Authorities in Austria and Tirana are investigating allegations that an Albanian student was sexually abused after waking up from a coma following a tragic bus accident.Two parallel investigations are now underway after the family of 23-year-old Florije Peci alleged that she became pregnant as a result of a sex attack at the Austrian clinic where she was being treated after the bus crash last year.

Peci, a student at the Aleksander Xhuvani University in Elbasan, was severely injured in the crash near the town of Himara in southern Albania on May 22, 2012. The bus fell off an 80-metre-high cliff, killing 13 people and injuring 20 others.

After the accident, the 23-year-old student fell into a coma and was transferred to the Neurologisches Therapiezentrum Gmundnerberg rehabilitation clinic in the Austrian town of Gmunded for specialist treatment.

However, following her return to Albania, her family claimed that she was sexually assaulted and made pregnant while she was receiving treatment in Austria.

Peci is currently being treated at Tirana’s Queen Geraldine Maternity Hospital and doctors have declared that both the mother and unborn child are in a stable condition.

Prosecutors in the town of Wels in Austria told Balkan Insight that they have sequestered the victim’s medical history and are waiting for more information from their Albanian counterparts, in order to determine whether the alleged crime happened on their territory or after the victim returned home.

Meanwhile their counterparts in Tirana have drawn up a list of people to be questioned and are seeking to determine the exact date when the victim was impregnated.

On February 6, the victim’s brother, Gazmend Peci, send a letter to the general prosecutor’s office in Albania, asking for an investigation after doctors discovered his sister’s pregnancy. On Thursday he wrote an open letter to local media, detailing the allegations of abuse.

In the letter, Peci said that he believes that his sister was sexually assaulted between 20-25 September, 2012 at Neurologisches Therapiezentrum Gmundnerberg in Austria.

Albi Serjani, a spokesperson for the general prosecutor’s office in Tirana, told Balkan Insight that the case has been transferred to the Tirana prosecutor’s office and is currently in its initial stages.

“The Tirana prosecutor’s office is intensely working on the case and on Monday or Tuesday will question the victim’s brother, while prosecutors have drawn up a list of ten ‘people of interest’ who will also be questioned as part of the investigation,” he said.

According to Serjani, the focus of the Tirana prosecutor’s probe currently remains in Albania.

“We are working with the hospital to determine the exact time when the victim was impregnated and are also checking her movements in and outside the country,” Serjani added.

Dr. Christian Humber, a spokesperson for the prosecutor’s office in the town of Wels in Upper Austria told Balkan Insight that they also have launched an investigation in cooperation with the criminal police after being sent the allegations from the embassy in Tirana on Thursday.

“We have sequestered the whole medical history of the victim from the clinic and are looking into it in order to get information, hoping that we can find some important clues,” Humber said.

According to Humber, the probe in Austria has been launched under article 205 of the penal code, which covers sexual abuse toward victims with disabilities. However, the Austrian authorities are not yet sure that the abuse happened while Peci was in Austria.

“The first information we got from Albania from the embassy was that the assault might have happened from the start of October to the end of October. For most of this period of time, the victim was not in Austria, because she left on October 11,” Humber said.

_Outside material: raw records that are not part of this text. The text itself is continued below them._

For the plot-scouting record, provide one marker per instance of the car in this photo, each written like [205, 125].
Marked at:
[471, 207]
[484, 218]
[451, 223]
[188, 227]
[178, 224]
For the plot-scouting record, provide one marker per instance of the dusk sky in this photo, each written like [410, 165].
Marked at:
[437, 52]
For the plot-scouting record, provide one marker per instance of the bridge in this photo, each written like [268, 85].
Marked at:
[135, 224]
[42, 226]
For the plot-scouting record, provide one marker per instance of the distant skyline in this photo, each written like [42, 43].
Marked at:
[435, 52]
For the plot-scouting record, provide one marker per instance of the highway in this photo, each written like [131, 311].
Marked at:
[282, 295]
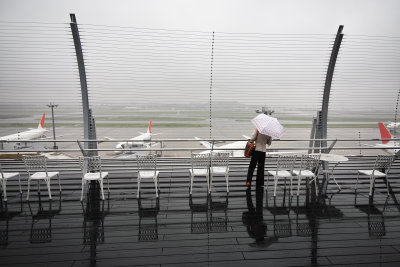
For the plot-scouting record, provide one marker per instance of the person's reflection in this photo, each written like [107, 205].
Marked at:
[148, 225]
[93, 220]
[41, 231]
[253, 218]
[6, 215]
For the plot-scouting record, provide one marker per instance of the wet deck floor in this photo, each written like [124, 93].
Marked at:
[240, 228]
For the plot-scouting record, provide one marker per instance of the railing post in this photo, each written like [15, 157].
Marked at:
[325, 102]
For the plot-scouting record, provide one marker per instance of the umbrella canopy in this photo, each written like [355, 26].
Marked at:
[268, 125]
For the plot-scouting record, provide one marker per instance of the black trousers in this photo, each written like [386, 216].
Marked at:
[258, 158]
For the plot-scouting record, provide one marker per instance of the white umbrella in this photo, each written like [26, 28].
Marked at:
[268, 125]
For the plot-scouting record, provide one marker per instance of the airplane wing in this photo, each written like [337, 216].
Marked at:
[204, 143]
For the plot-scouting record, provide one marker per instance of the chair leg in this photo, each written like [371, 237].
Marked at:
[371, 184]
[83, 187]
[19, 182]
[155, 185]
[48, 187]
[358, 175]
[209, 181]
[4, 184]
[29, 185]
[138, 179]
[59, 181]
[275, 184]
[291, 185]
[227, 183]
[315, 185]
[191, 184]
[387, 184]
[298, 185]
[102, 190]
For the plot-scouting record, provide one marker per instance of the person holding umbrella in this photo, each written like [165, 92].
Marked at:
[266, 128]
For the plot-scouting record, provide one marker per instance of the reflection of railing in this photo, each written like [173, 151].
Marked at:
[148, 224]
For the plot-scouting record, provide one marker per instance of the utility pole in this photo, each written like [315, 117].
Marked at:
[52, 106]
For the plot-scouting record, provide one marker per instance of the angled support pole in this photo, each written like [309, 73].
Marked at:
[325, 102]
[82, 78]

In a statement for Balkan Insight, the Neurologisches Therapiezentrum Gmundnerberg confirmed that it had treated Peci but declined to comment on the allegations due to the ongoing investigation.

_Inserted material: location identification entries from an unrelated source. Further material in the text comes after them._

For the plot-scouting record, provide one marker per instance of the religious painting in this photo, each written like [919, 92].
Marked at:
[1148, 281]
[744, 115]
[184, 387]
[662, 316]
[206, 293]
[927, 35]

“We confirm that Ms. Florije Peci stayed in our clinic for treatment and we are working closely together with the authorities and support the investigation,” said the head doctor at the clinic, Dr. Hermann Moser.

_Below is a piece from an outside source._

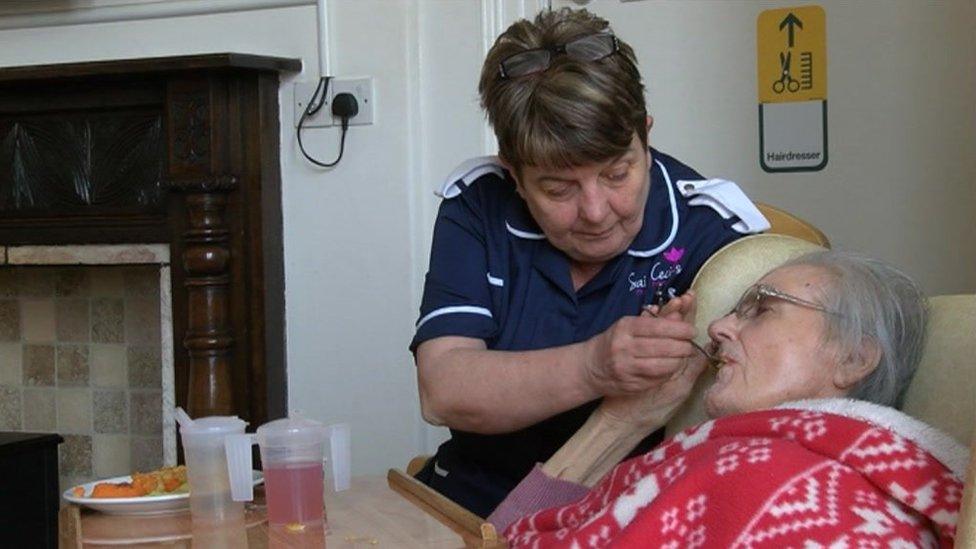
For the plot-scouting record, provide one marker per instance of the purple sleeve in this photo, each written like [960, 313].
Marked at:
[536, 492]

Allegations that Peci was abused during her treatment at the Austrian clinic are clouded by the fact that family members were by her side during the period that her brother claims the sexual assault occurred.

Florije’s sister, Erida Peci, shared a room with her at the Austrian clinic from August 4 until she left Austria on October 11. Meanwhile Peci’s brother, Gazmend, stayed at a pension close to the hospital from June 19, 2012 until July 25, 2012.

Apart from hospital staff and family members, the only other people who were in close contact with Peci in Austria were a Kosovo Albanian couple, Basri and Arjana Jashari. The Jasharis live in the town of Attnang Puchheim, close to Gmunded where Peci was treated.

The couple helped with translation at the hospital while raising funds for Peci’s brother and sister’s visits with the help of an Austrian NGO, One World for All.

Both Gazemend Peci and Erida Peci did not respond to several requests from Balkan Insight for interviews. The Jasharis also refused to comment on the case.